First, Just Do It

I write a lot. Some might say too much. I write Twitter updates, e-mails, electronic discussion messages, blog posts, journal articles, books, and this "glacial blog" where I post maybe twice a year. I think about writing a lot. Some might say too much. And I have something to say about it.

A colleague I greatly respect has said of writing "First, have something to say." At first this seems like complete wisdom, and for years it made total sense to me. But as I have thought more about it, I have become very uncomfortable with it. So I want to take this one post of my twice-a-year-blog to refute this statement since I think it potentially undermines potential writers at their most vulnerable point.

We all have something to say. Being human, and experiencing the world in our own unique ways, we can't help but have something to say. Having something to say is not the issue. Having the motivation to write is.

Think of the hit TV series Seinfeld. This show literally wrote about nothing. It even wrote about the fact that it was writing about nothing. And we loved it. It spoke to us in a way that so many pretentious TV shows didn't.

But by saying "First, having something to say" one immediately is forced to judge one's thoughts. "Do I have 'something to say'?" we might question. "Are my thoughts and experiences worthy?" we may think. And if those are the questions, I can tell you what the answers will be. I know, because I am the father of two teenagers, who are as filled with self-doubt as any of their breed. "I'm not worthy!" may as well be their personal battle cry. They don't need to be further undermined with "First, have something to say." And many of us are frankly not that much more self-confident than teenagers.

The real issue is having the guts to do it. It's having the courage, or foolhardy nature, or hubris, or whatever, to lay yourself out there for potential ridicule. It's taking the step that you think you may regret but pretty much you will always thank yourself for taking. It's taking the time.

For example, at the moment that I'm writing this I am in the middle of a plane flight from San Francisco to London. I am over Greenland at this very moment. The plane is dark, with most people sleeping (as they should) and a few typing away on computers or watching movies. I was asleep myself until recently. But for some reason I had this idea to write about this, and I wanted to get it recorded before I lost it, as unfortunately happens with many of the ideas I have.

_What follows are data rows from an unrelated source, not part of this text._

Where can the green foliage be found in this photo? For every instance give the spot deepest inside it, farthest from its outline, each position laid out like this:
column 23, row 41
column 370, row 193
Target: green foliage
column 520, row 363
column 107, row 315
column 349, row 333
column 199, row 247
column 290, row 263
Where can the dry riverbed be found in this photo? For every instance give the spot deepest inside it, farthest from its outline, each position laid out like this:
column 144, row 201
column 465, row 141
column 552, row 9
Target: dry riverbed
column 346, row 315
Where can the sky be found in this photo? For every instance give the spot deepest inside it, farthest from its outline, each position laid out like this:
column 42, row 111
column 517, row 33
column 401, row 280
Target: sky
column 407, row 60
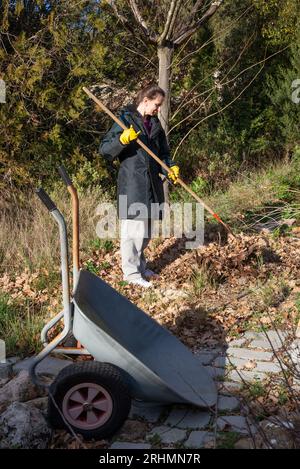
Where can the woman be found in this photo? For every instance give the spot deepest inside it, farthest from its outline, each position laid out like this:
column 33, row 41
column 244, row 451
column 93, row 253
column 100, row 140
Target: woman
column 139, row 180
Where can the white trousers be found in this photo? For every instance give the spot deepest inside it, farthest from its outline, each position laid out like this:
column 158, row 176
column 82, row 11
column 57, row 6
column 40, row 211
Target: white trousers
column 135, row 237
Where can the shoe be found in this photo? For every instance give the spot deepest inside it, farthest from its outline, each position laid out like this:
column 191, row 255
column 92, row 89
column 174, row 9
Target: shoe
column 149, row 273
column 141, row 282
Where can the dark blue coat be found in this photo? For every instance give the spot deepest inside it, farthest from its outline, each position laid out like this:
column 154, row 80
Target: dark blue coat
column 138, row 176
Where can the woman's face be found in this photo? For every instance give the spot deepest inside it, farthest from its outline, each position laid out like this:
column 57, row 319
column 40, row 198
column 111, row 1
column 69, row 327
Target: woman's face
column 152, row 106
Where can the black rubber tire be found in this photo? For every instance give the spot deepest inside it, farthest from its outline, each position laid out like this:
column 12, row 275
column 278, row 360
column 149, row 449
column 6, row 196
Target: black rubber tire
column 104, row 374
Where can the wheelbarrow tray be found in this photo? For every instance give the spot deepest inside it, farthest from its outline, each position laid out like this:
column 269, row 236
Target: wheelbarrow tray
column 158, row 366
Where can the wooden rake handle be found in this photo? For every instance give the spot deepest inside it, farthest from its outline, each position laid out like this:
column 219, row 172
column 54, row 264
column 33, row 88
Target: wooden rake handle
column 179, row 181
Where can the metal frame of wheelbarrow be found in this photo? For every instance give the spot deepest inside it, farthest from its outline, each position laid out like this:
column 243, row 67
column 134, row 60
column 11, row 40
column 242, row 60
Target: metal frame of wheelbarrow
column 157, row 366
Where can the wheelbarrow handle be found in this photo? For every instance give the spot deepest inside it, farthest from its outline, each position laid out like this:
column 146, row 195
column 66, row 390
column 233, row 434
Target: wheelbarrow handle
column 64, row 175
column 46, row 199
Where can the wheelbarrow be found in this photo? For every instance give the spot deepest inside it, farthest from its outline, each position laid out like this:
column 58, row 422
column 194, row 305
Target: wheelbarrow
column 134, row 357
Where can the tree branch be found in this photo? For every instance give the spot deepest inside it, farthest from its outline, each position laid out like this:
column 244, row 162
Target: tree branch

You might say that I had something to say. But again, having something to say wasn't the issue. The issue was whether I would stop trying to sleep, get my computer out of my backpack in the overhead bin, and put this down in print so I could share it with you. We ALL have something to say. We don't all have the motivation to share it. At other times I have written on a laptop perched on my knees while making sure my twin girls didn't drown in their bath, or in between getting home and making dinner, or late at night when I should be in bed. So much of writing is simply doing the job.

One of my daughters is very much into John Waters. He of "Hairspray" fame has a side to his artistry that most would say is...uh...challenging for many to appreciate. And I would hazard a guess, that as famous as he is, and no doubt as rich as he is now, he mostly made his career out of having the guts to say what others didn't. There may have been many people who said to themselves, "Wouldn't it be cool if I made a movie about this?" But he was the one who actually did. And that made all the difference.

Since this post is about courage, the pictures I've selected to illustrate it are meant to depict courage. The header image is one I used for the very first post I ever made to this web site. Titled "Over the Edge", the first sentence was: "Running a rapid, there's the point at which you drop over the edge. It's when all things disappear except what is right in front of you, and your entire attention is focused on now. The fear has left, and you simply do it. It is a moment to be savored, but there is no time to savor it." Writing shares something with this, although not the immediacy. It shares the fear, though, and the sheer audacity to face your fears and do it anyway.

We are all born having something to say. What we are not born with is the courage, or the motivation, or the hubris to share it with others. What you really need to know is that no matter what you have to say there is someone out there who needs or wants to hear it. Just do it.

The wonderful thing is that the Internet makes this so much more possible than it was before. There once was a day when only a select few would get past the gatekeepers to see their writing distributed to others -- now it's as simple as taking a few minutes to set up a blog. Sure, there's no guarantee people will read and value your writing, but at least it is much easier to do it. And if you're good, you will likely be discovered, and valued, and potentially even make a career out of it. I know of people like this.

We're past Greenland by now, and halfway to Iceland. The plane is still dark as I get ready to put my laptop away. Is the world a better place because I took time out of my one chance to sleep tonight to write this? I haven't a clue, and I think probably not. But I'll likely never know, and for those of us who write, that must be enough.

For the few who will ever see this, I'm here to tell you that you have something to say, even if you think you don't. Just do it.

Part of my treehouse: an example of Just Do It.